Examples of Moderate-Intensity Exercise Include:
-Housework especially sweeping, mopping or vacuuming
-Walking your pets
Examples of Vigorous Exercise:
-Walking/climbing briskly up a hill
-Sports (football, volleyball, hockey, basketball, etc)
It's not too late to get a flu shot! Walgreens still has a supply. Hope everyone gets good exercise and plenty of fresh, home cooked meals during February vacation!! Have a good break!
February 9, 2018
Hi, my name's Carrie Milner and I am a senior nursing student at the University of Maine. I am from Lincolnville, ME and will be completing 80 hours of my community clinical rotation here at BAHS. I am looking forward to meeting everyone and the learning experience to come!
February 5, 2018
February is Dental Awareness Month.... Belfast's Public Health Nurse, Susan Dupler is visiting the HS at lunch on Feb 8th. She will have toothbrushes , tooth paste , and lots of information for our students. Brushing, flossing, checkups...are all necessary for good oral health. The gallons of soda that are a big part of some students' diet is a big problem for teeth as well as general health. We nurses urge folks to eliminate sugary drinks entirely.

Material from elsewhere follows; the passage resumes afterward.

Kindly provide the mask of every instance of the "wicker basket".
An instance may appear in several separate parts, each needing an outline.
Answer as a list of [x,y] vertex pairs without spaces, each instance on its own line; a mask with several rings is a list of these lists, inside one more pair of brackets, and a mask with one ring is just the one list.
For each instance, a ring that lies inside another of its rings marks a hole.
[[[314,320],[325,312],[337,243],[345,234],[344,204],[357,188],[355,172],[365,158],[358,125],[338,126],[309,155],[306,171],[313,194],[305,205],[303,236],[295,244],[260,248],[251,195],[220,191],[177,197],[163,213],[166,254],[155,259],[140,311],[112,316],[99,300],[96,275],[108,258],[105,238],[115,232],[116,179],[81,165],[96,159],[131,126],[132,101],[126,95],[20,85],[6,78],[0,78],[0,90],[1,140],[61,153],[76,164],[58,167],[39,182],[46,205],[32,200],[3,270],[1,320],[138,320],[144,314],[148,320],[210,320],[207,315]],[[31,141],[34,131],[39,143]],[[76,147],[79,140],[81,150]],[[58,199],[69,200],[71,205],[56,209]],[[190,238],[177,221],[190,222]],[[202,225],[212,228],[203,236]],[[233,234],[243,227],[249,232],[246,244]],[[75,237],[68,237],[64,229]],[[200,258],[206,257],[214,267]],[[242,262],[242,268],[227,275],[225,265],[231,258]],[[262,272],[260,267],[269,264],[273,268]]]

When I worked in rural Africa , the country of Zimbabwe, I saw amazing teeth of those who were still eating a traditional diet. ! Absolutely gorgeous! But soda is sneaking into all societies, with the ensuing dental and health problems.
I look forward to having our Public Health Nurse here at the HS on Thursday. Parents, pop in at lunch if you are in the neighborhood.